Brow Beat

Did Hugh Jackman and Jake Gyllenhaal Make a Movie About Guantánamo?

In the bleak new first trailer for the upcoming drama Prisoners, parents played by Hugh Jackman, Maria Bello, Terrence Howard, and Viola Davis lose their daughters in what appears to be a kidnapping. There’s a suspect, played Paul Dano, who’s taken into custody, but the father, played by Jackman, is frustrated when he finds out that the police have no authority to hold onto him more than 48 hours. So he goes beyond the law: When the suspect is released, he illegally detains the man himself, in an effort to save the two daughters.

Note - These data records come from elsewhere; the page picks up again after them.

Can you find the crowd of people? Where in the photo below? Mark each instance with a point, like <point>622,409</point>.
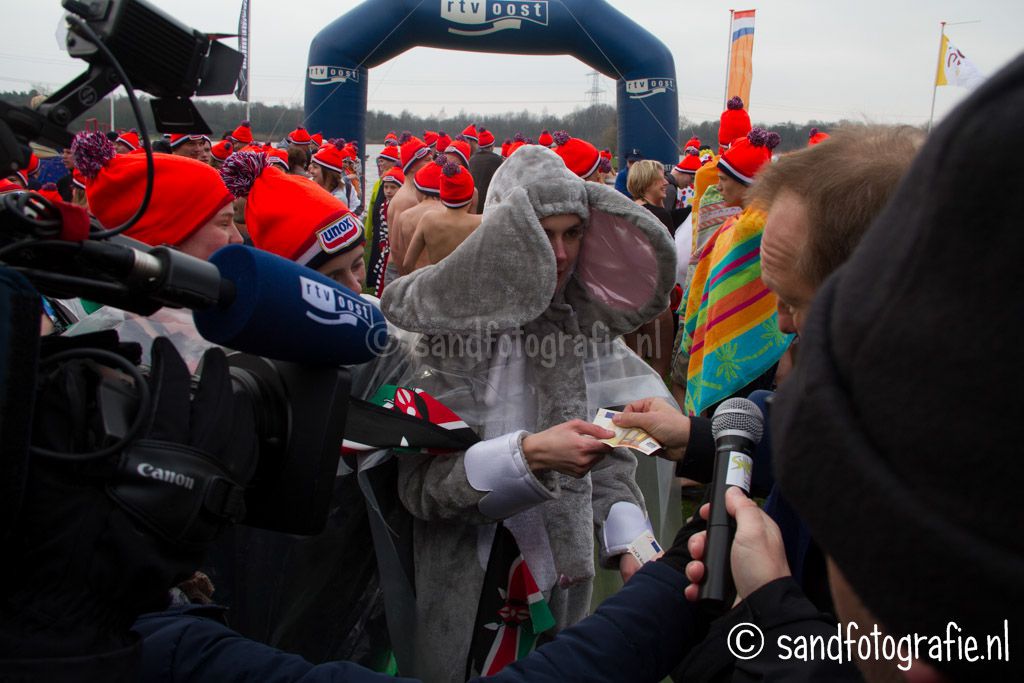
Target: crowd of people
<point>826,284</point>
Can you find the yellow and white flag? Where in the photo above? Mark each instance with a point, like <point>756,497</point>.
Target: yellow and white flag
<point>954,69</point>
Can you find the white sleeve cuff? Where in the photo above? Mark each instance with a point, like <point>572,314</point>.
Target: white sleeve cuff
<point>498,467</point>
<point>625,522</point>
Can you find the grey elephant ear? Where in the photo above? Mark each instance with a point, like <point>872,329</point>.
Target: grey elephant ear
<point>627,264</point>
<point>502,276</point>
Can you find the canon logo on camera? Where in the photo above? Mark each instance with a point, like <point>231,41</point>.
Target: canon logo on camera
<point>170,476</point>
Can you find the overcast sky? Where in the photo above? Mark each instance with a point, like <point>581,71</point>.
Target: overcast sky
<point>821,59</point>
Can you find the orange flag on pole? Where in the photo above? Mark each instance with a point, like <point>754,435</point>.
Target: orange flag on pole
<point>740,56</point>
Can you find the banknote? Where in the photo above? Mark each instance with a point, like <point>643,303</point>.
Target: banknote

This, as the title suggests, is all setup, and the rest of the trailer is concerned with what happens when Jackman and co. hold the suspect without trial. “Someone has to make him talk, or they’re going to die,” he says. The other parents don’t approve, but they wash their hands of it: “We’re not going to help kill them, but we won’t stop them either,” declares the mother played by Viola Davis. The wife of Jackman’s character, played by Maria Bello, seems to have driven Jackman to do it, disappointed that he hasn’t fulfilled his primary duty as head of the house: “You told us that you could protect us from everything,” she says. The remainder of the plot summary from Wikipedia gives a sense of where it’s going:

But the further he goes to get the man to confess, the closer he comes to losing his soul.

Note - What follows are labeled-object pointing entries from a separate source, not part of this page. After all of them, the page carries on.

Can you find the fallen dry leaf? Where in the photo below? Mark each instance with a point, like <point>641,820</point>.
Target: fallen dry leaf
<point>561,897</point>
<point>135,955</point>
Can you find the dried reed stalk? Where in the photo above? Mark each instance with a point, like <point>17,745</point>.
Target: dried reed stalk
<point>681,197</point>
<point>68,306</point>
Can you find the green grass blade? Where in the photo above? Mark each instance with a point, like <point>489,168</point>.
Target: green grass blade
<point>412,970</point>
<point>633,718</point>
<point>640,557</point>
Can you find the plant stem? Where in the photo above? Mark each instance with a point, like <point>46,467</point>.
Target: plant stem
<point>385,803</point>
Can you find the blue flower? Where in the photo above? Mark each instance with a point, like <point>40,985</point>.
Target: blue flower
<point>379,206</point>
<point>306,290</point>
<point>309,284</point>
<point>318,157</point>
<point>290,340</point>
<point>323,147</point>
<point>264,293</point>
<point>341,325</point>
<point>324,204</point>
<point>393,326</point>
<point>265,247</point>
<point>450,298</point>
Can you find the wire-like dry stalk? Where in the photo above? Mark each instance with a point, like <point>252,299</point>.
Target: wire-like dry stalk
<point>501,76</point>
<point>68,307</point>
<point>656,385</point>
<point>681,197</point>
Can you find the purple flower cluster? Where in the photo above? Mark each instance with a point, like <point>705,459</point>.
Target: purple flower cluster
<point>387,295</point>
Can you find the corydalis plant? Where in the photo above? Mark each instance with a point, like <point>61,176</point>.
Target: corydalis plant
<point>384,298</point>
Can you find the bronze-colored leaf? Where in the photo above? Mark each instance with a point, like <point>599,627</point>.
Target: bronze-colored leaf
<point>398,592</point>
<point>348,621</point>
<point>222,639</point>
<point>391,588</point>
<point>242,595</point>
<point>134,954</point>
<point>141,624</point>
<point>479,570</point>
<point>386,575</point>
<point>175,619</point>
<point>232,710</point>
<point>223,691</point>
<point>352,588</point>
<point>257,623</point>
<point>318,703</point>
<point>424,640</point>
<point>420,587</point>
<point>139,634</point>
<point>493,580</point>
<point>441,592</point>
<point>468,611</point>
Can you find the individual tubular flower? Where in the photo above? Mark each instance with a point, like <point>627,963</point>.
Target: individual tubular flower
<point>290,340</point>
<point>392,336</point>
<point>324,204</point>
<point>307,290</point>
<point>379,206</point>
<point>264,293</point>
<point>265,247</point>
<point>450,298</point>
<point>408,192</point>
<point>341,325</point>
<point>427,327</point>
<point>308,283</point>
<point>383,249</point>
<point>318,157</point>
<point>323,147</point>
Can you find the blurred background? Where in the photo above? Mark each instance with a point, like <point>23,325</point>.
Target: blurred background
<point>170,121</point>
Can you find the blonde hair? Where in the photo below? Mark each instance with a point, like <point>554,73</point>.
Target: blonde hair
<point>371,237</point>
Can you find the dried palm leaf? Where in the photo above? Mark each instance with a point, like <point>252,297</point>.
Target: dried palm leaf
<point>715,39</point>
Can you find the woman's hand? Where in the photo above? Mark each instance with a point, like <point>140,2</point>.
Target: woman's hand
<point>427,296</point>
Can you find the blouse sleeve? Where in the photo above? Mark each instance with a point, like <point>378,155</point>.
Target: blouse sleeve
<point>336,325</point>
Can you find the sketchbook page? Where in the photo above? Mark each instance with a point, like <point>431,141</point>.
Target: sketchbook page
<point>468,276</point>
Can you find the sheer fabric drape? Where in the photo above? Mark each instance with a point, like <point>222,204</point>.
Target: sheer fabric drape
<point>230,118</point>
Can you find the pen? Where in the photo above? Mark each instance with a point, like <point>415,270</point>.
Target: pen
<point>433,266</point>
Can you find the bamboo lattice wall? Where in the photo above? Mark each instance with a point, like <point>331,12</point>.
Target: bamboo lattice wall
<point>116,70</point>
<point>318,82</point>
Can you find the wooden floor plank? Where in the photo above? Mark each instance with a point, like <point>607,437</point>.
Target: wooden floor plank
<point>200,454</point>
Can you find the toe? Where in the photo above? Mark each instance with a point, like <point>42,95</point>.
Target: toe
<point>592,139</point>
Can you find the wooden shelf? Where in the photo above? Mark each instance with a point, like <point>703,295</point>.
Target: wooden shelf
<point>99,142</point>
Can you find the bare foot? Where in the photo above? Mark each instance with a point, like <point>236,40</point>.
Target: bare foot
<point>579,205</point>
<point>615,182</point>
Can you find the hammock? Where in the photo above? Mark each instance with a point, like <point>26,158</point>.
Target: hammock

This incredibly bleak-looking movie seems to have more on its mind than just its own domestic drama. Canadian director Denis Villeneuve—not your typical director of Hollywood thrillers—is known for mixing the personal and the political in movies like Polytechnique and the Oscar-nominated Incendies (about a mother who becomes a violent radical and a political prisoner). Perhaps it’s a similar element that’s drawn him to this project. And perhaps on some level the Prisoners alluded to in the title aren’t just the suspect and the daughters, but also those detained and interrogated illegally by our own country, in an effort to keep our own sons and daughters safe. If so, that may also partly explain why so many well-known actors—including five Oscar nominees—signed on to a missing-children thriller. We’ll find out September 20.